On Chocolate Tea Pots

It is not possible to explain, in a few words, how this both dovetails into my current world, and is completely infuriating.

I am in the middle of longer piece on related issues (which is not now going to get done today) however just for starters….

Sufficient Benefit Test Prison Law – having spent over an hour yesterday debating this, face-to-face with a perfectly reasonable LSC representative, I think the only thing we can be sure of is that there is a wide area of legitimate disagreement. In this context stating “apply the SBT” represents the chocolate tea pot of costs guidance. Here is my starting point on a recall case – “A reasonable client of moderate means would certainly pay a Lawyer to advise on how to get out of prison asap”. I know there is a second “prospects of success” leg to the test but that, as I say, my starting point and even this seems to be in dispute. Why is there not a new Prison Law section in CBAM expanding the LSC’s stance?
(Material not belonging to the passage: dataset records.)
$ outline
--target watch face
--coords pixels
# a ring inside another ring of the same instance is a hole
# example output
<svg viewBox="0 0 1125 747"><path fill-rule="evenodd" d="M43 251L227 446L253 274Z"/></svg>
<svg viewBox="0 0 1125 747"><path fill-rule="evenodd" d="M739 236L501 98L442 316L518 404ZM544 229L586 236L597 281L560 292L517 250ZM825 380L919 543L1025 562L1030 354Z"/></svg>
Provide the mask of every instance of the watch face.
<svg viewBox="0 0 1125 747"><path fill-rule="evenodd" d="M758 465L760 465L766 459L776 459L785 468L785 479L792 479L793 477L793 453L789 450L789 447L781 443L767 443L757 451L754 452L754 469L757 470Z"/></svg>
The Magistrates Court Single Standard Fee test. Our recent experience, evidenced by ICA determinations, has been that it is the LSC who do not understand this 3-legged test (especially the meaning of the first element) NOT the profession. In any event try reading section 6 of CBAM, and the related CRIMLA PoPs, and arriving at a simple interpretation, which can be easily applied in every case. The “Janet & John” outline provided is, frankly, worthless. Issues surrounding multiple mags SFs are about the most common question received on our FREE advice line, they cannot be summarised in three partial and badly articulated bullet points.

In any even these matters are most likely to represent legitimate and appealable costs disputes and NOT “errors” in claims.

If this communication is designed to impress the NAO, and is successful in that aim, then things are worse than I originally thought.